By Ryan J. Ferguson
While gathering a handful of broken crayons, Lisa Hayes glanced over to her 3-year-old son. “I don’t think we can color any more pages in this book if we tried buddy.” Entertaining her son in their 1800 sq foot house hasn’t been easy during the Coronavirus pandemic, however parks are encouraging healthy New Yorkers to enjoy the outdoors.
As of March 16, New York State waived all park fees in state, local and county parks. “Keeping Fin busy is difficult, he’s adventurous, I’m glad I can take him to as many parks for free during this time,” Hayes, who lives in Manorville, said.
The New York State Parks official website continues to offer updated information in regards to COVID-19. At this time, the Office of Parks, Recreation and Historic Preservation along with the State Department of Environmental Conservation released a statement March 31 encouraging New Yorkers to, “recreate locally, practice social distancing, and use common sense to protect themselves and others.”
The message from Governor Cuomo and state health officials to all New Yorkers has been to stay home as much as possible, maintaining a social distance of at least six feet to prevent the spread of the Coronavirus. Those that don’t pose a risk of spreading the virus are encouraged to head outdoors. The Centers for Disease Control and Prevention and the State Department of Health advised, If you are sick, feeling or showing signs of any COVID-19 symptoms, such as fever, coughing and/or troubled breathing, stay home.
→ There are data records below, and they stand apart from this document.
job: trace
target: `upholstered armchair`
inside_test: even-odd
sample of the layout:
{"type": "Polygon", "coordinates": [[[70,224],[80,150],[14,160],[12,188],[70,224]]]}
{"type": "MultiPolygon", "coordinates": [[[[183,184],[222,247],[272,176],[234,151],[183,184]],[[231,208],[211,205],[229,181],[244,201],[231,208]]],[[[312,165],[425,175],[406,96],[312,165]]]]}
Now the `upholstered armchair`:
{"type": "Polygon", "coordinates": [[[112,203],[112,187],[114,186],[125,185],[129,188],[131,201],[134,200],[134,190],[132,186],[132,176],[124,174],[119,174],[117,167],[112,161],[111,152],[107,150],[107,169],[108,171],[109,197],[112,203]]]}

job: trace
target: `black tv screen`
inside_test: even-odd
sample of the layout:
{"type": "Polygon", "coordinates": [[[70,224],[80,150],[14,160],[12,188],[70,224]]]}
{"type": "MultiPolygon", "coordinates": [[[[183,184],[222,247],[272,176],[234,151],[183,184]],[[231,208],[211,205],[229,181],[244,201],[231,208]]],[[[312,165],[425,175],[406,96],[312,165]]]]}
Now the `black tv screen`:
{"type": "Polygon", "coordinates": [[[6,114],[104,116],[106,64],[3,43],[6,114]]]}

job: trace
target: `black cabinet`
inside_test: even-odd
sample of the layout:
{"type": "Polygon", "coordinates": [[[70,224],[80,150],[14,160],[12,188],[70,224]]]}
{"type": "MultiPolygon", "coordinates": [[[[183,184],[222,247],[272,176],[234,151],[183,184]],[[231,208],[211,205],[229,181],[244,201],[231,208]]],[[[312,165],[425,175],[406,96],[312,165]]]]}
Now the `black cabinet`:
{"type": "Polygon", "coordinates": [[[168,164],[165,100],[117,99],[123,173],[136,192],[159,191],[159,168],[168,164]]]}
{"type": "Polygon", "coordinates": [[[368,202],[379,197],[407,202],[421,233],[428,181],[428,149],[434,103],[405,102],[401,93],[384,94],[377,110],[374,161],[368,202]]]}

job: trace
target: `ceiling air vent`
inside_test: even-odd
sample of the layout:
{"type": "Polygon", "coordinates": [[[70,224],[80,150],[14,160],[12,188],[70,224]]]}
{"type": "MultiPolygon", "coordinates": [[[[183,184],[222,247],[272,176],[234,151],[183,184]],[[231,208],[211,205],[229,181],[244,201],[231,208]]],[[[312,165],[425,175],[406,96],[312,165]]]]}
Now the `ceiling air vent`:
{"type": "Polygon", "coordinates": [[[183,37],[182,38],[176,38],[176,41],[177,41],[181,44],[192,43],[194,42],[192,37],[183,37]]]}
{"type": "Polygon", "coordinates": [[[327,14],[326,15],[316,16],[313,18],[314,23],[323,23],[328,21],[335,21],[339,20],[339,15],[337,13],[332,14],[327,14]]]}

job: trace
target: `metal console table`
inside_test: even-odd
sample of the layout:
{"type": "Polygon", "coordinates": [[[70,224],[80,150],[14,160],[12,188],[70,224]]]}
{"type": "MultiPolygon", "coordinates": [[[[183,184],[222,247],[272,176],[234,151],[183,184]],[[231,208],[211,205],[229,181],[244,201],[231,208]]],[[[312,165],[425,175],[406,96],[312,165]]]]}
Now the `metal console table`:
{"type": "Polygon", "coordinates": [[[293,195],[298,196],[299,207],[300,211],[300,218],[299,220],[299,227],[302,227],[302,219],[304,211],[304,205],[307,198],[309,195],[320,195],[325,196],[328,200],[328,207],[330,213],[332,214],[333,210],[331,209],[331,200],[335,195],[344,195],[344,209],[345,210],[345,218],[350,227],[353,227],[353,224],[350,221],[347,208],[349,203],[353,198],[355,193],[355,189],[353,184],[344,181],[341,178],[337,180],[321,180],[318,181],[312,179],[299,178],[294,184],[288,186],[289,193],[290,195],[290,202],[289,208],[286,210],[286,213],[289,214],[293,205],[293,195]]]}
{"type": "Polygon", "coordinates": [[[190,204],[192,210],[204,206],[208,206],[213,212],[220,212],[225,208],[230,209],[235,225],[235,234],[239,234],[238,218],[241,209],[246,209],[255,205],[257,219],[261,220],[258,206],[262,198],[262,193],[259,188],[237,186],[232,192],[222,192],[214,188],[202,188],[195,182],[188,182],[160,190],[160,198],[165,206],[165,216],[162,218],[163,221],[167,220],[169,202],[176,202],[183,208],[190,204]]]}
“We understand the difficulties families face to keep children busy, our grounds remain open, however the Manor House and Hidden Oak Cafe are temporarily closed,” Kristen Cella, Office Manager of the Bayard Cutting Arboretum, said on March 21. Across New York State, nature centers, visitor centers, and historic houses, have been closed to the public during the outbreak, however grounds remain open.
There are 180 state parks located across New York from the shores of Long Island to Niagara Falls. On March 14, the New York State Parks official Twitter released a statement: “At this time, NY State Parks are open and welcoming visitors during regular operating hours. However, some events and programs may be postponed or canceled. For specific program information, please contact the individual park office directly. Thank you.”
At the Connetquot River State Park, one of the last events to take place, prior to all the cancellations following COVID-19 was a restoration project of a stained-glass transom window. On March 30, the Office of Parks stated, “due to the global health crisis, all campgrounds, cabins, cottages, and pavilions/shelters are closed to visitation through April 30.” As most events take place in the main house at the Connetquot River State Park, most community activities and events have been canceled or postponed.
In February, Friends of Connetquot, a community-based group worked together to raise money and restore the 8-foot-long window in the main house, once known as the Southside Sportsmen Club. Made up of green and peach machine-wheeled glass, it offers guests a piece of history. Lisa Hayes brought her son Fin there.
“We may never know the windows creator, but that’s part of the charm,” Ginny Fields, chairwoman of Friends of Connetquot said. There is an intriguing possibility that Louis Comfort Tiffany, whose father founded the eponymous jewelry store and who was renowned for his Art Nouveau stained-glass windows, belonged to the club when the window first was installed around 130 years ago. Tiffany built his North Shore palace in the Art Nouveau style that featured a similar style to the Connetquot window.
The Coronavirus Pandemic led to several cancellations of future events that Friends of Connetquot would have hosted. The next main project is to restore the old mill house. Until the virus subsides, community-based events will be postponed. However, grounds remain open at the parks and adventure awaits.